El grupo de investigación señala a la bacteria metanógena Methanosarcina como la principal culpable de las extinciones del Pérmico en un artículo publicado el pasado abril en Proceedings of the National Academy of Sciences USA.

La nueva hipótesis no descarta la influencia del vulcanismo. El equipo investigador del MIT cree que las ingentes cantidades de níquel emitidas por las erupciones permitieron florecer a Methanosarcina. La bacteria, que habría adquirido la capacidad de producir metano por aquella época, necesita el níquel para metabolizar la materia orgánica en gas. Las corrientes oceánicas habrían esparcido el níquel por el globo y ese maná habría alimentado el crecimiento desorbitado de Methanosarcina.

La masiva liberación de metano elevó la temperatura del planeta y aumentó la acidez de los mares, mientras que la concentración de oxígeno se desplomó a medida que este era consumido durante la conversión natural del metano en dióxido de carbono. Los organismos comenzaron a morir y, en una espiral ascendente, Methanosarcina se cebó con la materia descompuesta liberando a su vez más metano.

Los hallazgos sugieren que la evolución microbiana ha influido de forma determinante en la evolución del medio. Rothman afirma: «Los microbios dominan el mundo. Nosotros nos limitamos a vivir en él».

Algunos científicos no ocultan su escepticismo ante la posibilidad de que una sola bacteria tomara semejante protagonismo en las extinciones del Pérmico.

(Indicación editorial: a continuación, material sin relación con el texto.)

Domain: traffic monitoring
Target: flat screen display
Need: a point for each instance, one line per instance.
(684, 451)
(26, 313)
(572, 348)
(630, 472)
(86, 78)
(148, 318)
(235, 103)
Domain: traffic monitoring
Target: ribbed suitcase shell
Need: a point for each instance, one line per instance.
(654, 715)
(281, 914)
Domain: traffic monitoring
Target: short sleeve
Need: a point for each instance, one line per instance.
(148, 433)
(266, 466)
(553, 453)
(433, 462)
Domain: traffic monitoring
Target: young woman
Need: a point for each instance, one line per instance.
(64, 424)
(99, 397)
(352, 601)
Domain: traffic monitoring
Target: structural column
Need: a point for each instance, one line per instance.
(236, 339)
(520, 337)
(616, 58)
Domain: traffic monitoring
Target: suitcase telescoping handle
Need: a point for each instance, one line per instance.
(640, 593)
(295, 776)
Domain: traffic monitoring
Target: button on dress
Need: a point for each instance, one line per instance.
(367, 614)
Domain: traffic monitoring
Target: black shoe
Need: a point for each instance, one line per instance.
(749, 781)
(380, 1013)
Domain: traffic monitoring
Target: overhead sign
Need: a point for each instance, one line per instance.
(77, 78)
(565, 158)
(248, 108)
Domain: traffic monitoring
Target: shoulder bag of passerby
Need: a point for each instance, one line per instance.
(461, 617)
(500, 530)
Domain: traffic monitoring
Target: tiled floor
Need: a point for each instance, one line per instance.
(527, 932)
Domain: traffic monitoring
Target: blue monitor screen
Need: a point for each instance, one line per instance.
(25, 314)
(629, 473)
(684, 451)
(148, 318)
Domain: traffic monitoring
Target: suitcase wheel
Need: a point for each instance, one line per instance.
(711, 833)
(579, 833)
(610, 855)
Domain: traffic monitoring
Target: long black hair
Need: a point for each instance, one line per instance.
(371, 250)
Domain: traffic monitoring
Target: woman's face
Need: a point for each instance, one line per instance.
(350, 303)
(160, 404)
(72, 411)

Lee Kump, geoquímico de la Universidad estatal de Pensilvania, apunta que el equipo de Rothman no ha podido demostrar con certeza lo que sucedió porque solo ha estudiado un grupo de rocas del sur de China. «Si ese fenómeno causó realmente las extinciones, por fuerza tuvo que quedar plasmado en rocas de otras regiones del globo», asegura. «Y todavía no hemos comenzado a investigarlo.»